That AOI reference is something you’ll only get if you’ve in fact read the story, which in my best guess might be about 0.0004% of my readership. However, I will say this, if you want a good read, The Song of Roland is freaking awesome. Lots of blood, guts, and good ol Crusadin’ Christian violence.

So, as you can see, I’m probably pretty screwed when it comes to getting this image of a “hero” out of my head. Why? Well because Gerard Butler was freaking BA in that movie. The beard, the abs, the voice, it’s all there. He’s the perfect candidate for an imaginary hero in my head to go along with all these stories. I suppose the only real problem is that any time there’s action, I just see him kicking a bunch of dudes into a hole instead of running them through with a sword or choppin off heads. Kind of makes for some anti-climatic moments in reading, and I’ll give you an example of that.
From Beowulf:
Inspired again by the thought of glory, the war-king threw his whole strength behind a sword stroke and kicked him into a hole. 

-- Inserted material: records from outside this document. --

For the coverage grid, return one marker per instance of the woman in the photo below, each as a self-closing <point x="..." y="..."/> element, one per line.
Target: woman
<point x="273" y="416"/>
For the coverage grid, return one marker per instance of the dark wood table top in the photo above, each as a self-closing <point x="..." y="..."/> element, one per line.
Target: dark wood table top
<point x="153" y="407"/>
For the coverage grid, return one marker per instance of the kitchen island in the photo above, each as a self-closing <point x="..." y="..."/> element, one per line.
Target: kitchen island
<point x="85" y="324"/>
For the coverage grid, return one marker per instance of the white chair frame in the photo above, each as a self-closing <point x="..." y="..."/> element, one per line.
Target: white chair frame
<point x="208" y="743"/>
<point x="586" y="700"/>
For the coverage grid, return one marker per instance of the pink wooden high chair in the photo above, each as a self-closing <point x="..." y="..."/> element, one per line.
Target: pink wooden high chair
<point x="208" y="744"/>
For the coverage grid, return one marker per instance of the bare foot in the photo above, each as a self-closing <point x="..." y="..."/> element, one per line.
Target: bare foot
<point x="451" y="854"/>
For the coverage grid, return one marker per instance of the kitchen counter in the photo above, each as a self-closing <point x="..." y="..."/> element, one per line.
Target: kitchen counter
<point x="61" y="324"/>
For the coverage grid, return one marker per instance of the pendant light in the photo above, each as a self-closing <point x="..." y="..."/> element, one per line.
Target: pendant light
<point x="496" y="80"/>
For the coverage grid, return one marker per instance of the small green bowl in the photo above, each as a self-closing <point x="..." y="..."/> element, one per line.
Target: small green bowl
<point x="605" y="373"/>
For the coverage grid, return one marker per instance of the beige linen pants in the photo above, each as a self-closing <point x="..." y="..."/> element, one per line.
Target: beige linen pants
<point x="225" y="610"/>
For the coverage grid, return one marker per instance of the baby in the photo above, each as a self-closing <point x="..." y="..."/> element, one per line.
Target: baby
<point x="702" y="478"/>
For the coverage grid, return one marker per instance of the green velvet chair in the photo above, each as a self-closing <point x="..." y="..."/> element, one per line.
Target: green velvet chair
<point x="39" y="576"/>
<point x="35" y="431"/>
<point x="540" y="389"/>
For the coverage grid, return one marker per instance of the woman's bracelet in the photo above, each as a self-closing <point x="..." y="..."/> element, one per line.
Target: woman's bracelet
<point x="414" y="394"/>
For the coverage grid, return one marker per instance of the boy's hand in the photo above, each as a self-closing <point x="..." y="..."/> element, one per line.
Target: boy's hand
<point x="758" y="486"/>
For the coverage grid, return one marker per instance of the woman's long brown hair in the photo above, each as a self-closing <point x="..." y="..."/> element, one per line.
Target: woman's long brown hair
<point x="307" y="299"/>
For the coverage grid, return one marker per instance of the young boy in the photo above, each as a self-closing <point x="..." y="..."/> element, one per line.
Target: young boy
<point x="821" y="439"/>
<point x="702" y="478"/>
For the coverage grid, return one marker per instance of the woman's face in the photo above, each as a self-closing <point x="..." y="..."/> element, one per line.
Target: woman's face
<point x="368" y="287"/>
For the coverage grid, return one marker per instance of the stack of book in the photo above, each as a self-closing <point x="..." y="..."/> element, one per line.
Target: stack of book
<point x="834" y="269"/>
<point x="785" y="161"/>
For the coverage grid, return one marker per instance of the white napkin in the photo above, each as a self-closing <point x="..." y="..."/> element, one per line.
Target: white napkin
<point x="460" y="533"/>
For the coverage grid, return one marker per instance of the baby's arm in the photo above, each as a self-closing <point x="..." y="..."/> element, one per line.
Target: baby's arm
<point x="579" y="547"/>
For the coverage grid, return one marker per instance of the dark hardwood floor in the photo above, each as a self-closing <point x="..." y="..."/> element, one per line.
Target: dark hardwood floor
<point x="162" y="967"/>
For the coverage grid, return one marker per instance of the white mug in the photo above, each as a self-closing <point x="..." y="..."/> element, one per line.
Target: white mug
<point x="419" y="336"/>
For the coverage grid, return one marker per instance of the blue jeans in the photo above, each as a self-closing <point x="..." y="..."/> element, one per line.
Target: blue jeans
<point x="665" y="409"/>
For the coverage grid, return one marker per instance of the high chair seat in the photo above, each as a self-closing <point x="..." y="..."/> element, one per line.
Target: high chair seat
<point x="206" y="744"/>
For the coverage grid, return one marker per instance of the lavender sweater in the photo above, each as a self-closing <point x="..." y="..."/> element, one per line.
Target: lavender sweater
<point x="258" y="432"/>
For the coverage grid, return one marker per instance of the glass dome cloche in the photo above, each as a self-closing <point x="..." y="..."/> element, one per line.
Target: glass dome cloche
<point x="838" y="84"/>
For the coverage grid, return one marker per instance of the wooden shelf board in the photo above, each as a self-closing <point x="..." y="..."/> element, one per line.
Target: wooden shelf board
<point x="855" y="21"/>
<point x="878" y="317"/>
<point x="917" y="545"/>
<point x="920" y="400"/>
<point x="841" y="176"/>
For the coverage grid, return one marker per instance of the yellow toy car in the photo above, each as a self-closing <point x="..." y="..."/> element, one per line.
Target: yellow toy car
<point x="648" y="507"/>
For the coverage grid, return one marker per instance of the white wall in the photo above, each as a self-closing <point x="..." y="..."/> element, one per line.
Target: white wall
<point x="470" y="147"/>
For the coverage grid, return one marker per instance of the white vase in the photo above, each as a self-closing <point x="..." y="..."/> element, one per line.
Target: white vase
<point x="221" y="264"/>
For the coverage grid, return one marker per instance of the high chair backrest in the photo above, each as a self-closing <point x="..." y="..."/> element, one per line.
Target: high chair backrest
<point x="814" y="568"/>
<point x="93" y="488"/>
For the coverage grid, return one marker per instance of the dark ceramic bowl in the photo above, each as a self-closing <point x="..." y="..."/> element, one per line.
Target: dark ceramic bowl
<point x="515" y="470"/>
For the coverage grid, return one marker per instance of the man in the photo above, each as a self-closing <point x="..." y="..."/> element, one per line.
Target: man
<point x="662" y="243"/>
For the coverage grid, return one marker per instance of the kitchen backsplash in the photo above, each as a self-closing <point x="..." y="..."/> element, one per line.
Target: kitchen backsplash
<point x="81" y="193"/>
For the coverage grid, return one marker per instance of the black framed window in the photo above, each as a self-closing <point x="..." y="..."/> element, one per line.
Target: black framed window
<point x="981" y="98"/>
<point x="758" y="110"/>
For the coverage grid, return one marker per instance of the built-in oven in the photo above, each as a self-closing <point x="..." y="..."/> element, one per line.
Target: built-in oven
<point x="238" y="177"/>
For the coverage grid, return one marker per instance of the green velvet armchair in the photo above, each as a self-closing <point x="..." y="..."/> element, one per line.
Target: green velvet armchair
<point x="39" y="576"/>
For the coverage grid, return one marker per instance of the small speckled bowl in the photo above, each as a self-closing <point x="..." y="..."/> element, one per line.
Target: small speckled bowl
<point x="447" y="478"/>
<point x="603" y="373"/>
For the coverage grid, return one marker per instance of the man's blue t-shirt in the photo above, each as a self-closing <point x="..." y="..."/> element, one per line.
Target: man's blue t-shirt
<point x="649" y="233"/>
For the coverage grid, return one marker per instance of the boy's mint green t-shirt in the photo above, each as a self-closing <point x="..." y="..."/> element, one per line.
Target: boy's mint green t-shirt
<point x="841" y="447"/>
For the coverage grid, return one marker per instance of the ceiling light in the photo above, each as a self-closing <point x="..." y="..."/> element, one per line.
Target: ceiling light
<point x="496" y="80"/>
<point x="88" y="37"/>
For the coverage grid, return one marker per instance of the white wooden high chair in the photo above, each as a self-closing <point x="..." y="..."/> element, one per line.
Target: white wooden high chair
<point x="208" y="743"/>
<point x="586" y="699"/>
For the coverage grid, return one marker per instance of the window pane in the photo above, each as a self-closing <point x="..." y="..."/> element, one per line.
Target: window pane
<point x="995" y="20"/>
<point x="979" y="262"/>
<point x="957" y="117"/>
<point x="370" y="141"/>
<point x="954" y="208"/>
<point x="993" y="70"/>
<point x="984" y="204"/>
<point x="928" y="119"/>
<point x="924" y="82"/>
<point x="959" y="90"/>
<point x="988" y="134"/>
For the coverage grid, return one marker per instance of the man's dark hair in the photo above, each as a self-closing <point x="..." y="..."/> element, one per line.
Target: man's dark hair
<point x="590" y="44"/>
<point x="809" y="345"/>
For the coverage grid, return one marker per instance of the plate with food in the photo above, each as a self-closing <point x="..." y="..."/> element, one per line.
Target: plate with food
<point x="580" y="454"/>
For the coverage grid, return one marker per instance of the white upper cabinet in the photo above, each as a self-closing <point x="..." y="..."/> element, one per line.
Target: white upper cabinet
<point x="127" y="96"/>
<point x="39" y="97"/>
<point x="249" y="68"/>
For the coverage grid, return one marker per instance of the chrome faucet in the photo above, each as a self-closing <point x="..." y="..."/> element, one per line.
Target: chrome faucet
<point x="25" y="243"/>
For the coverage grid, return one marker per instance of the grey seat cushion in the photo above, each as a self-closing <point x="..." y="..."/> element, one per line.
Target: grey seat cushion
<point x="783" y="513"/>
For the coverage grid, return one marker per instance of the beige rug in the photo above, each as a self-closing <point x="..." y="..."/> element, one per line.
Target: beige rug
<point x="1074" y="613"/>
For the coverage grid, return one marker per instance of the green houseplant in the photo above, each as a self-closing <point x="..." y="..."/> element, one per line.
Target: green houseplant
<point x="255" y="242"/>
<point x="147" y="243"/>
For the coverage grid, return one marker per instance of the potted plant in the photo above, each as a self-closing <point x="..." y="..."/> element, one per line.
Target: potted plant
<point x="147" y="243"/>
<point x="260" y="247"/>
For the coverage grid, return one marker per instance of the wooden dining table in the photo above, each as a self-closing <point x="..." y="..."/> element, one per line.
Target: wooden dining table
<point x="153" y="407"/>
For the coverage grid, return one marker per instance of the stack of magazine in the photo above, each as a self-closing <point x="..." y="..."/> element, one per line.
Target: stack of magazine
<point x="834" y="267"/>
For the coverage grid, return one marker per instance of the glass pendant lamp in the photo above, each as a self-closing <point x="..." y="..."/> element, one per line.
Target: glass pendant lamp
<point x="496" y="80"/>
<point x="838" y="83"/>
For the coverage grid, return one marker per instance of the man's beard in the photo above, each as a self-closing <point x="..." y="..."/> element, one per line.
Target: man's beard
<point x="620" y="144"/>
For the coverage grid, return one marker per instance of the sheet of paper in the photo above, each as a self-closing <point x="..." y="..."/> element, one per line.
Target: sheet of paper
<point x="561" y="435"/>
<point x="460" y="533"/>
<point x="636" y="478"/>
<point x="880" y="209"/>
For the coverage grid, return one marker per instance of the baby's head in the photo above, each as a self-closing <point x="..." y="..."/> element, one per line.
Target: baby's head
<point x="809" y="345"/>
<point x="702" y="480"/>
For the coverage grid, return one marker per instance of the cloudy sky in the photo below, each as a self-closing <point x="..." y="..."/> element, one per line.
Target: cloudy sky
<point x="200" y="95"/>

Next thing, they say, the noble son of Weohstan saw the king in danger at his side and displayed his inborn bravery and strength. He left the head alone, but his fighting hand was burned when he came to his kinsman’s aid. He lunged at the enemy lower down and kicked him into a hole. 
Once again the king gathered his strength and drew a stabbing knife he carried on his belt, sharpened for battle. He then kicked the dragon into a hole. 
See? It kind of makes for a predictable story. “How did Beowulf eventually kill Grendel?” “Well, he actually did the weirdest thing. He had a really neat sword named Naegling, but he left that alone, yelled something about Sparta, and kicked the dude in a hole. It was the weirdest ending I’ve ever read.”
So there’s a little peek into my brain. I wouldn’t stay long, it might be hazardous to your health.
p.s. I would officially like to start the movement to make Gerard Butler stop showing his butt in movies. Since the majority of people who read my blog are middle aged housewives, I think I’m starting in the wrong spot, but hey. The man is naked in EVERY SINGLE MOVIE. I’m pretty sure he mooned someone in The Lion King. He just shows up to the set, drops his pants, they shoot the scene and he’s out. C’mon.